Targetsタブに現在選択中のピークの化合物候補一覧が表示され、Comparison Scanタブに現在選択中のピークのマススペクトルとライブラリにあるマススペクトルが比較表示され、Moleculeタブで構造式が表示される。デフォルトでは、ツールバー上のPeaksボタンが赤丸表示のときにPeak/Scan listとMoleculeタブが表示されるが、Peaksボタンに赤丸が無いときはこれらは表示されず、代わりにTargesタブが表示されている。ただ、ツールバー上の"Select view"ボタンを押せば、表示させるタブを変更することができる。

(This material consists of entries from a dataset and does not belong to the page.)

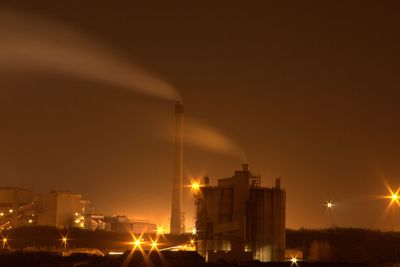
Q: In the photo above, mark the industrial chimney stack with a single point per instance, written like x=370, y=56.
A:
x=176, y=211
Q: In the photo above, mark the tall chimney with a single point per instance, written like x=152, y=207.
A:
x=176, y=211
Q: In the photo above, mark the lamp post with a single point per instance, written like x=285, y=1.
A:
x=394, y=198
x=330, y=206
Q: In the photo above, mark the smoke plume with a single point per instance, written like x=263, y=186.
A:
x=208, y=138
x=32, y=43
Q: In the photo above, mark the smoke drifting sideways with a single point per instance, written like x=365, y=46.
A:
x=31, y=43
x=205, y=137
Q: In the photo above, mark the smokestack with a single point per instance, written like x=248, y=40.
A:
x=176, y=211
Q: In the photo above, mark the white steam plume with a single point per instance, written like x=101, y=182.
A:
x=27, y=42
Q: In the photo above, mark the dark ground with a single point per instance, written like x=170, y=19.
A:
x=166, y=259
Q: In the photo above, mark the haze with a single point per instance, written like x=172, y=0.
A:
x=308, y=91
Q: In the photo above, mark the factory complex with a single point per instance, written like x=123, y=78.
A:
x=61, y=209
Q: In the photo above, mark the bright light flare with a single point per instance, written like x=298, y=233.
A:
x=64, y=240
x=194, y=231
x=137, y=242
x=195, y=186
x=329, y=205
x=160, y=230
x=5, y=242
x=294, y=261
x=393, y=196
x=154, y=244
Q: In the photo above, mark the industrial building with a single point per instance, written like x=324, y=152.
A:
x=61, y=209
x=16, y=207
x=239, y=220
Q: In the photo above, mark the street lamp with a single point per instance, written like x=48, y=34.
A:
x=330, y=206
x=64, y=241
x=5, y=242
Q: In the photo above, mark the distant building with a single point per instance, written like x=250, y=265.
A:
x=239, y=220
x=61, y=209
x=123, y=224
x=16, y=207
x=14, y=197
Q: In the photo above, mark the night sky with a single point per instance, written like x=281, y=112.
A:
x=309, y=90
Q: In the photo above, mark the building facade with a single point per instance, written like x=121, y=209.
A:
x=240, y=220
x=61, y=209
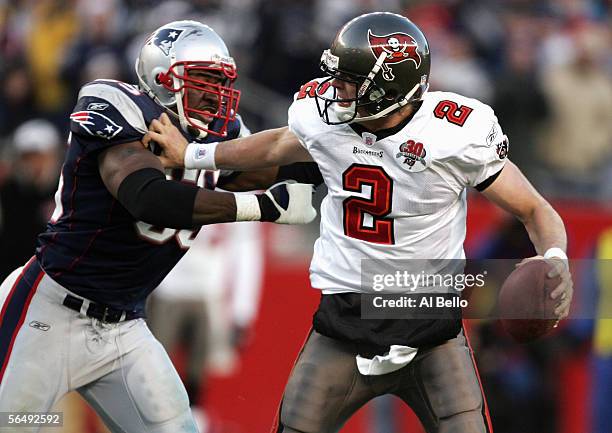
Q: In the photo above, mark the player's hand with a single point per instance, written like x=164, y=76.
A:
x=167, y=136
x=565, y=290
x=287, y=203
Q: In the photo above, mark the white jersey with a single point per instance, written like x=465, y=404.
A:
x=402, y=196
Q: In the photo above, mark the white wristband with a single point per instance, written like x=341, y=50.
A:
x=247, y=207
x=555, y=252
x=200, y=156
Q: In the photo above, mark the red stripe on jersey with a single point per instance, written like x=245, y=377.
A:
x=20, y=322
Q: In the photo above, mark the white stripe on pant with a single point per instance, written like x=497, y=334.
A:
x=119, y=368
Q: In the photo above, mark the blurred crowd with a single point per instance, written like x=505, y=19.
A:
x=544, y=65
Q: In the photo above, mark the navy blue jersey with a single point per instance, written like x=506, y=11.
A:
x=93, y=246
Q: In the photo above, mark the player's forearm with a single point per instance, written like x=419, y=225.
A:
x=256, y=151
x=545, y=227
x=213, y=207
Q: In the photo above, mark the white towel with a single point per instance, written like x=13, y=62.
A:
x=396, y=358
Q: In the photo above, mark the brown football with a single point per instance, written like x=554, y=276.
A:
x=524, y=304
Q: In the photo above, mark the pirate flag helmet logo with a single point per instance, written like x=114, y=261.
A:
x=398, y=47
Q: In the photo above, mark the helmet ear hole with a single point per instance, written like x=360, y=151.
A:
x=163, y=79
x=392, y=95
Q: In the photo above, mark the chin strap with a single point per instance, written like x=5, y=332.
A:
x=401, y=103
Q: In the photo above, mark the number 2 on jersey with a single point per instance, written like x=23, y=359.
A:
x=378, y=205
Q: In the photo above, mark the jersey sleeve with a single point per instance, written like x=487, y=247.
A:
x=485, y=155
x=105, y=116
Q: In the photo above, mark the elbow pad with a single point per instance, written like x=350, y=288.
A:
x=151, y=198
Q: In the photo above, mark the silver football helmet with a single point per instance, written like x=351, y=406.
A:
x=186, y=67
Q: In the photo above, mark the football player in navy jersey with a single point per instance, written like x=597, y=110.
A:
x=72, y=317
x=397, y=161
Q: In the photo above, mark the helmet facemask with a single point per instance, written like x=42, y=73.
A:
x=370, y=101
x=203, y=93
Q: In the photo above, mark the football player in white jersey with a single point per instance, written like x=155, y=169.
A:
x=396, y=160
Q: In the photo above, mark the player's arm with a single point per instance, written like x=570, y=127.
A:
x=135, y=177
x=513, y=193
x=264, y=149
x=302, y=172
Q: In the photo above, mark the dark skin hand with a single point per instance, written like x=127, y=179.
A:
x=118, y=162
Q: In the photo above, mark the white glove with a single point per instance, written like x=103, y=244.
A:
x=282, y=203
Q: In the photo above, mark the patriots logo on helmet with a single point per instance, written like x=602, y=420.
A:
x=398, y=47
x=96, y=124
x=165, y=39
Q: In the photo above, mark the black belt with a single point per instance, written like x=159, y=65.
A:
x=102, y=312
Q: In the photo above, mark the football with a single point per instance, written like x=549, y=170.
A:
x=525, y=308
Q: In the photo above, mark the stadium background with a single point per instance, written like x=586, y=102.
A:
x=545, y=67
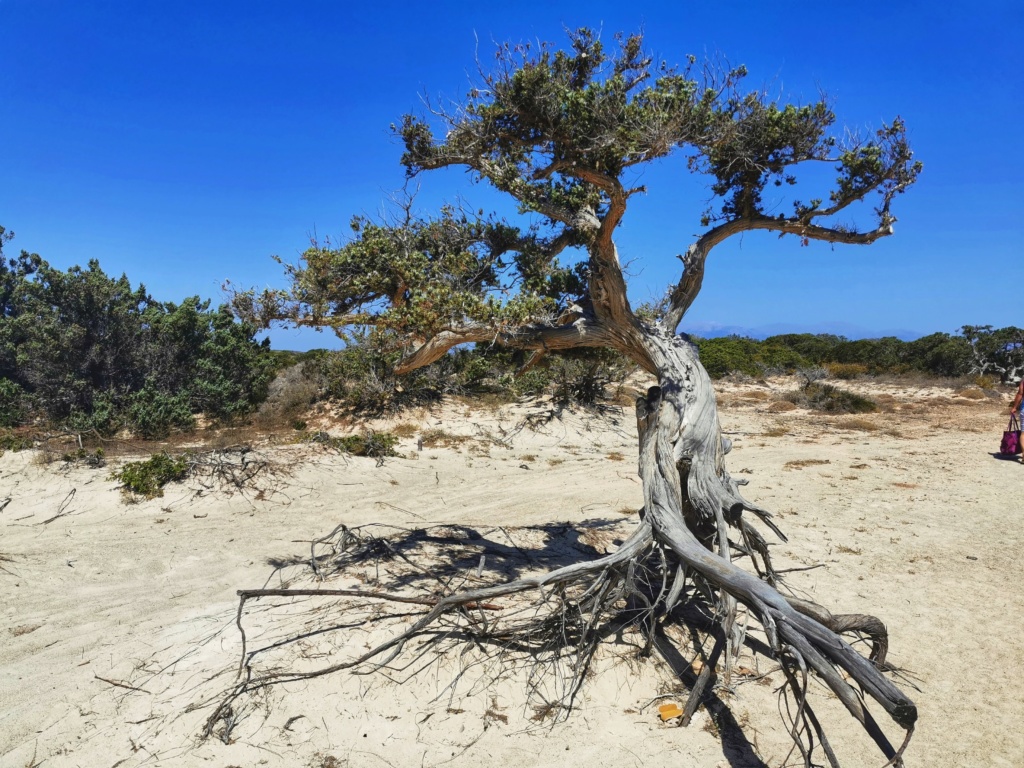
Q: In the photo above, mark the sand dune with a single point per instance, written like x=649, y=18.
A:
x=119, y=630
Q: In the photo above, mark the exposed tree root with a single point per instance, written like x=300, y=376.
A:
x=677, y=558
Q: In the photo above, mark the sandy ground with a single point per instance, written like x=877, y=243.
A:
x=118, y=621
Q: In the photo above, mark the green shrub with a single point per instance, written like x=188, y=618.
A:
x=12, y=403
x=146, y=478
x=846, y=371
x=374, y=444
x=829, y=399
x=153, y=414
x=10, y=440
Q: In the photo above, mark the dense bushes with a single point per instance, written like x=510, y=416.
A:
x=938, y=354
x=361, y=377
x=91, y=352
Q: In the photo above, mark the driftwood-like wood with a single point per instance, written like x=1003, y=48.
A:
x=526, y=136
x=690, y=505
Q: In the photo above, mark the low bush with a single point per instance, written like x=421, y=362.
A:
x=10, y=440
x=830, y=399
x=146, y=478
x=846, y=371
x=374, y=444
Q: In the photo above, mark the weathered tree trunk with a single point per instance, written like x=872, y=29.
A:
x=690, y=506
x=690, y=502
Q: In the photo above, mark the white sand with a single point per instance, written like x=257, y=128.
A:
x=915, y=522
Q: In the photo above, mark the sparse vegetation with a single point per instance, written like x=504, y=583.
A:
x=830, y=399
x=146, y=478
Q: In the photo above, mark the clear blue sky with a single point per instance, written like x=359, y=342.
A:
x=185, y=142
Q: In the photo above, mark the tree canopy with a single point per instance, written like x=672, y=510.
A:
x=563, y=132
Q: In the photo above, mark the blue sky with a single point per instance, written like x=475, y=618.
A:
x=183, y=143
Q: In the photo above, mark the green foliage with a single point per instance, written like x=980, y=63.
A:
x=997, y=351
x=92, y=352
x=146, y=478
x=374, y=444
x=846, y=371
x=829, y=399
x=94, y=459
x=938, y=354
x=565, y=132
x=10, y=440
x=361, y=376
x=730, y=354
x=12, y=403
x=154, y=414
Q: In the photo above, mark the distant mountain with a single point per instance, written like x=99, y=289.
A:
x=713, y=330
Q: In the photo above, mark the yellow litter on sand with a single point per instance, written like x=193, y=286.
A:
x=670, y=711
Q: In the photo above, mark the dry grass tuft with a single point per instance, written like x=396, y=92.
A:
x=864, y=425
x=801, y=463
x=441, y=438
x=971, y=393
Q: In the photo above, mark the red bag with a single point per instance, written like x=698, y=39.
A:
x=1011, y=437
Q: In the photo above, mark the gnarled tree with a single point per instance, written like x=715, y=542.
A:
x=563, y=132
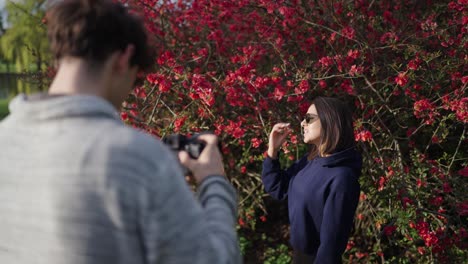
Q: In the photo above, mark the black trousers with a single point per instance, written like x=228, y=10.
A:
x=302, y=258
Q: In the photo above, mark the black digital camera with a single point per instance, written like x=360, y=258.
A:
x=192, y=145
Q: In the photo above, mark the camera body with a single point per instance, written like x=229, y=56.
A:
x=192, y=145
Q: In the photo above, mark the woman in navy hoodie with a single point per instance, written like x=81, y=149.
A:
x=322, y=188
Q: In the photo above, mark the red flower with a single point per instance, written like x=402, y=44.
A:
x=364, y=135
x=462, y=208
x=463, y=172
x=388, y=230
x=401, y=79
x=243, y=169
x=256, y=142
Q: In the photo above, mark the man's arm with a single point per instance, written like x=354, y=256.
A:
x=180, y=229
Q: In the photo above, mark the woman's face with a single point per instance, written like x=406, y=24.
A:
x=311, y=126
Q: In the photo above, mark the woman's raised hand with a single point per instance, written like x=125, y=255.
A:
x=278, y=135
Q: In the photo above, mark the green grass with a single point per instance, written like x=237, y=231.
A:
x=4, y=108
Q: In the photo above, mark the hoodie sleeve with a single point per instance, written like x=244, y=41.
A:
x=338, y=216
x=276, y=180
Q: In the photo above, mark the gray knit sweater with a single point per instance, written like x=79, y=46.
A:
x=78, y=186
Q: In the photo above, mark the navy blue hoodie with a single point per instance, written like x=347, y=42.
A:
x=322, y=194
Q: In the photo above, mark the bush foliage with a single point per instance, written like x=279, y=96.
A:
x=238, y=67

Targetsタブで候補物質の名前のある行にチェックを入れる(一番左にチェックを入れるマスがある)と、クロマトグラムのピークの上にある化合物名も自動で変わる。さらに、Peak/Scan listの表の上のEnable/disenable to edit the tableを押すと表の編集可能/ロックが切り替わるため、編集可能(Enable)にしてからName列のセルを選択すると、化合物名も自動で変更される(なぜか手動で変更できない。バグ?)。
Save data
Peak/Scan listを右クリックして、Select All を選んだ後、Export Table Selection → Copy to Clipboardを選択し、Microsoft Excelなど表計算アプリにペーストすると、ピークのRT、面積、化合物名などを含んだ一覧のエクセルファイルを作成できる。

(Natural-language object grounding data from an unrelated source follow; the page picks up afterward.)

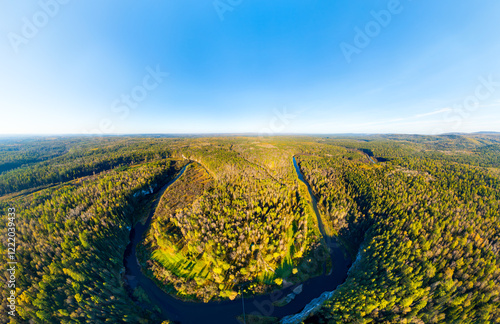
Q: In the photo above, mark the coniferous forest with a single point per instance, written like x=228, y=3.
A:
x=228, y=218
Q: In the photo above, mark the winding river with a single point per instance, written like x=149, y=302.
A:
x=226, y=312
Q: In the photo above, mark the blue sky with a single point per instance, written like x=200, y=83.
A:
x=271, y=67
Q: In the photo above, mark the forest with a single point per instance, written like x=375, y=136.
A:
x=417, y=215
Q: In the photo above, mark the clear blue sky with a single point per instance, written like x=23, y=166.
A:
x=257, y=66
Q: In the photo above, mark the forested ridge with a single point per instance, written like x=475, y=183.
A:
x=419, y=214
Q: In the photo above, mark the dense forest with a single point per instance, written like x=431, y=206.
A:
x=418, y=215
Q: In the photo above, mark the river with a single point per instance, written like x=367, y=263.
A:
x=226, y=312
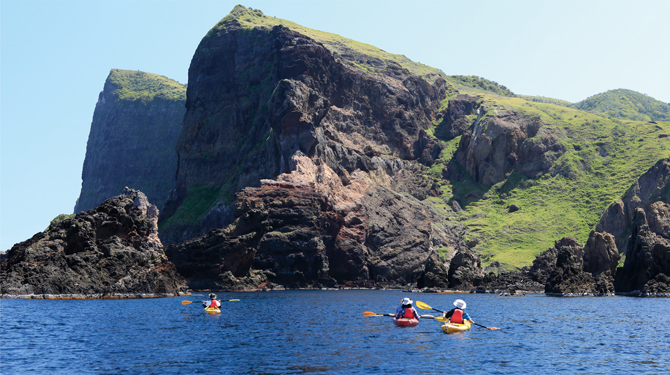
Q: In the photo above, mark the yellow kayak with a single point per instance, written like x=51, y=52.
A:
x=456, y=327
x=212, y=310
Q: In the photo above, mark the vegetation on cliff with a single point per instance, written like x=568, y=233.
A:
x=135, y=127
x=362, y=55
x=136, y=85
x=603, y=157
x=596, y=151
x=626, y=104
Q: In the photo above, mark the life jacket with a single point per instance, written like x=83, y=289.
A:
x=457, y=316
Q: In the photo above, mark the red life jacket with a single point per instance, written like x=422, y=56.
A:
x=457, y=317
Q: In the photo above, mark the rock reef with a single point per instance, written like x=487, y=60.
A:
x=112, y=250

クロマトグラムを右クリック→ Chromatogram Export → PDF Chromatogramを選択すると、(縦軸と横軸のラベルと値のみがついた)クロマトグラムをPDFで保存できる。Openchrom上でラベルされた化合物名などは含まれないので、あとで照合する必要あり。
解析内容をまるごと(クロマトグラフ、ピーク検出結果、ピーク面積、化合物名など)保存するときは、メニューバーのFile → Save All を選び、保存先・ファイル名を指定して保存(注:"Save"を選んでしまうと選択中のウィンドウに含まれる情報しか保存されないらしい)。Save Asで「別名で保存」できる。